Oltre a limitare lo sviluppo sociale e percettivo del bambino nel tempo libero, può creare difficoltà in classe. Facciamo un esempio. In alcune scuole, poche per fortuna, sono state tolte le lavagne in ardesia per lasciare posto solo a quelle digitali. Ebbene, se un bambino va alla lavagna di ardesia a scrivere, l’attrito del gesso frena il movimento e gli consente di lavorare meglio. Inoltre può vedere immediatamente il risultato di ciò che ha scritto, con la possibilità di migliorarsi. Sulla Lim, invece, il risultato sarà sempre lo stesso, perché mediato dal computer, che tra l’altro non consente l’immediatezza del risultato, dato che c’è sempre un po’ di ritardo.
L’importanza della scrittura a mano
Quindi secondo lei la scrittura a mano è ancora importante?
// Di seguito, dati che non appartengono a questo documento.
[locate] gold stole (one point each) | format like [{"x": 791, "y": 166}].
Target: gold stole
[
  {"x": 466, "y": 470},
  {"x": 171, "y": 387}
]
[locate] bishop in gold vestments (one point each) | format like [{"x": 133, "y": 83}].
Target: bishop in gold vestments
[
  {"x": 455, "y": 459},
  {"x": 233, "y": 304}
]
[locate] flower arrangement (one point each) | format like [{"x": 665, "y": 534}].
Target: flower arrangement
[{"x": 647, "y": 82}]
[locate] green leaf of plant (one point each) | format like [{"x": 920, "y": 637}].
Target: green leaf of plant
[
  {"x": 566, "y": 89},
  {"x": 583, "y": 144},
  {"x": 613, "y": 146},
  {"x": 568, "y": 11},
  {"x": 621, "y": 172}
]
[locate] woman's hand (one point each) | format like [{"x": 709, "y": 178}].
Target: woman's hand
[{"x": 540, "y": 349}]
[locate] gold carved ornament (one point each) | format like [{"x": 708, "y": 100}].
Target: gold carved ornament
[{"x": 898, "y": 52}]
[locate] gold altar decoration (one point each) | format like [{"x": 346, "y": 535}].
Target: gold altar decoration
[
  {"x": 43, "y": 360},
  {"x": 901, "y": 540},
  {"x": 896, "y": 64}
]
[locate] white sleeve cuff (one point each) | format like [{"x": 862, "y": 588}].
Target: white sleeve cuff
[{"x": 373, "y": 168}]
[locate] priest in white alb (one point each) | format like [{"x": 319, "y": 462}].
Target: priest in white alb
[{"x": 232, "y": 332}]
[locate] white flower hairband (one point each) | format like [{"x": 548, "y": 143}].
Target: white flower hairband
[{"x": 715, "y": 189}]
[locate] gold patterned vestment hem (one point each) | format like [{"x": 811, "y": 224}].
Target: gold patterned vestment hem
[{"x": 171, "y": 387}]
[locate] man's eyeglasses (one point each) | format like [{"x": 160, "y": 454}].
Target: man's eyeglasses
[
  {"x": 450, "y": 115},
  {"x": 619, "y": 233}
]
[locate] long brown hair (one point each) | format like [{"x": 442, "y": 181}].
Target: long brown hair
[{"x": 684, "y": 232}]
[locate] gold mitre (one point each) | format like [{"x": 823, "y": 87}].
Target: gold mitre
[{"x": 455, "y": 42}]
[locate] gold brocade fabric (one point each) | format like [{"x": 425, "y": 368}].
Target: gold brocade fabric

Certo. Come hanno dimostrato numerosi studi scientifici, la scrittura a mano aiuta ad apprendere i contenuti. Infatti il gesto grafico aumenta la capacità di riconoscere le lettere e, quindi, aiuta a leggere meglio.
E’ stato dimostrato che memorizzano molto più facilmente coloro che prendono appunti a mano piuttosto che sul tablet.
Cosa fare, allora, per favorire l’apprendimento della scrittura tra i bambini?
Bisogna lavorare sulla prevenzione, tenendo ovviamente presente che si rivela insufficiente per tutti quei problemi legati a cause neurobiologiche.
Ad esempio, io ho ideato un metodo, chiamato metodo Venturelli, che va a creare, fin dall’ultimo anno di asilo nido, i presupposti dell’attività di percezione ritmica, spaziale, temporale e di motricità fine per consentire ai bambini di arrivare alla scuola primaria e imparare a scrivere correttamente».